- Directed by: K. Bhagyaraj
- Written by: K. Bhagyaraj
- Produced by: Muktha Srinivasan
- Starring: K. Bhagyaraj Amala
- Cinematography: K. Rajpreeth
- Music by: K. Bhagyaraj
- Production companies: Muktha Films Kunjappan Pictures
- Country: India
- Language: Tamil

= Kavadi Sindhu =

Kavadi Sindhu is an unfinished Indian Tamil-language film written and directed by K. Bhagyaraj. The film stars Bhagyaraj himself and Amala in lead roles. It was jointly produced by Muktha Films and Kunjappan Pictures. Bhagyaraj also composed the film's soundtrack. The film which was made in 1986 got shelved midway despite the release of the soundtrack.

== Cast ==
- K. Bhagyaraj
- Amala

== Production ==
It was announced in July 1985 that Bhagyaraj would act and direct a film for Muktha Films, which later became Kavadi Sindhu. In September 1986, media reported that the song "Yaaro Sonnanga" was shot at Palani in places such as Savarikkadu, Kodai House, Palar Dam while the song "Jaamakozhi" was shot in a set with huts at Sathya Studios.

== Soundtrack ==
The soundtrack was composed by Bhagyaraj. The songs "Yaaro Sonnanga", "Jaamakozhi" and "Enna Kurai" became popular during release. Bhagyaraj choose to compose music for the film himself due to a misunderstanding with composer Ilaiyaraaja.

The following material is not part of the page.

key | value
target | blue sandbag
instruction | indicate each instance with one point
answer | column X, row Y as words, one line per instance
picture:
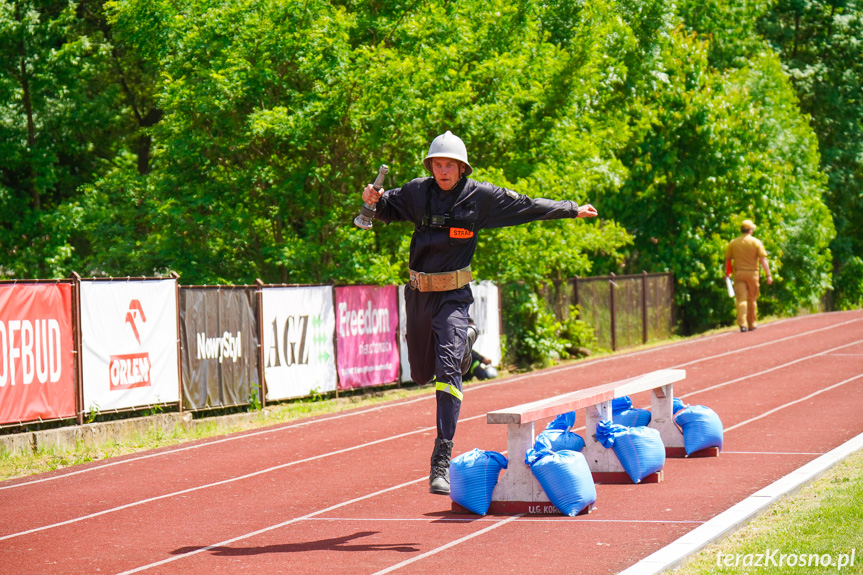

| Song | Singers | Lyrics |
|---|---|---|
| "Sangeetham Enakku" | S. P. Balasubrahmanyam | Vaali |
| "Yaaro Sonnanga" | S. P. Balasubrahmanyam, S. Janaki | Vaali |
| "Enna Kurai Rasave" | S. P. Balasubrahmanyam, K. S. Chithra | Vaali |
| "En Jodikili" | S. P. Balasubrahmanyam, S. Janaki | Muthulingam |
| "Vilakku Ethathum" | S. P. Balasubrahmanyam, S. Janaki | Chinnakonar |
| "Jaamakozhi" | P. Jayachandran, S. Janaki | Vaali |
| "Oru Poo Poothada" | S. P. Balasubrahmanyam, S. Janaki | Vaali |
| "Oru Ettu Mozha" | S. Janaki | Vaali |
| "Vethala Kaadu" | Jayachandran, Chithra | Vaali |
| "Maamov Adikkadi" | S. P. Balasubrahmanyam, Chithra | Vaali |

== Legacy ==
Despite the release of the soundtrack, the film was shelved midway and never completed. However the songs "Ettumozham" ("Oru Ettu Mozha") and "Saamakozhi" ("Jaamakozhi") from this film were later reused in a film called Pattanamthan Pogalamadi (1990) as mentioned in thanks card. The song "Ennanavo Ketkum Vayasu" sung by S. P. Balasubrahmanyam and S. Janaki is also credited in the thanks card to be from this film; however, the song is absent from the soundtrack. The footage of "Saamakozhi" picturised on Bhagyaraj and Amala was added in the film during the scene where Radikaa and Rupini visit a theatre to watch a film while the rest of the songs from Kavadi Sindhu were picturised with the star cast of this film consisting of Rahman, Radikaa, Nizhalgal Ravi and Rupini.